Berlin : Zwei Riesenräder – und der Senat schaut zu

Am Zoo und in Mitte treiben die Konkurrenten ihre Planungen voran Die Landesregierung aber lässt weiter offen, welchen Standort sie bevorzugt

Werner van Bebber

Ein 175 Meter hohes Riesenrad könnte bald in den Berliner Himmel ragen und die Stadtansicht verändern. Doch Ingeborg Junge-Reyer (SPD), die Senatorin für Stadtentwicklung, sagt nichts darüber, wo in der Stadt der geeignete Ort für solch ein Bauwerk liegt. Mittlerweile wundern sich sogar Parteifreunde darüber, dass die Senatorin kommentarlos zusieht, wie Investoren ein Projekt am Zoologischen Garten und eines an der Anschutz-Arena am Ostbahnhof entwickeln. So sagt der für Stadtentwicklung zuständige SPD-Abgeordnete Jürgen Radebold, der Bau des Riesenrades sei eine stadtpolitische Entscheidung. Die könne man nicht den Investoren überlassen.

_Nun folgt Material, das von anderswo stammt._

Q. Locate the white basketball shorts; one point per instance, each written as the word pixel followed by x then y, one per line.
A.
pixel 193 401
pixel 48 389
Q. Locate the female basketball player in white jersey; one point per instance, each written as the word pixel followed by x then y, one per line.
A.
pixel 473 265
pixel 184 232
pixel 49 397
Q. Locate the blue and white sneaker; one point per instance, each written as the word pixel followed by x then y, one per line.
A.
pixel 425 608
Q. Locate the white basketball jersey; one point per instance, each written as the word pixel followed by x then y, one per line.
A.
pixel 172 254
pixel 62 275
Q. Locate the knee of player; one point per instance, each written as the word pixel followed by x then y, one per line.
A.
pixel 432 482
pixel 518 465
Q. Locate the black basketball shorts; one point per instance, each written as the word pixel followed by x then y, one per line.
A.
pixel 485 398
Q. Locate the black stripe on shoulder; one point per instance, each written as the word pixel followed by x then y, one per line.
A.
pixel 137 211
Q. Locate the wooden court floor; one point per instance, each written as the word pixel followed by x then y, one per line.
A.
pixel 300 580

Im Rennen der Investoren liegt derzeit anscheinend der Anschutz-Projektentwickler Kevin Murphy planerisch knapp vorn. Doch der Kaufvertrag für das Gelände am Zoo ist unterschriftsreif – und das Abgeordnetenhaus unterstützt die Riesenradpläne am Zoo. Den Beschluss könne man noch mal „verschärfen“, sagt SPD-Mann Radebold in Richtung seiner Parteifreundin. Im März hatte sich auch Junge-Reyer vor dem Parlament zum Projekt Riesenrad geäußert. Sie sprach aber nur von der grundsätzlichen Unterstützung des Senats. Auch heute will sie sich nicht dazu äußern, welcher Standort ihr als der bessere erscheint.

Schon damals war die Frage der Stadtansicht kein Thema. Der stadtentwicklungspolitische Sprecher der FDP-Fraktion, Klaus-Peter von Lüdeke sagt, er habe im Ausschuss gefordert, auch die Umweltverträglichkeit eines Riesenrades zu prüfen. Das habe der Senat abgelehnt. Von Lüdeke wundert sich allerdings nicht darüber, dass Junge-Reyer offenbar keine Meinung zum Riesenrad im Himmel über Berlin hat. Gewiss wäre es ihre Sache zu sagen, wohin ein solches Bauwerk passt. Doch sei die Senatorin „nicht von besonderer Entscheidungsstärke“. Offenbar sei in der Riesenradfrage der Finanzsenator wichtiger.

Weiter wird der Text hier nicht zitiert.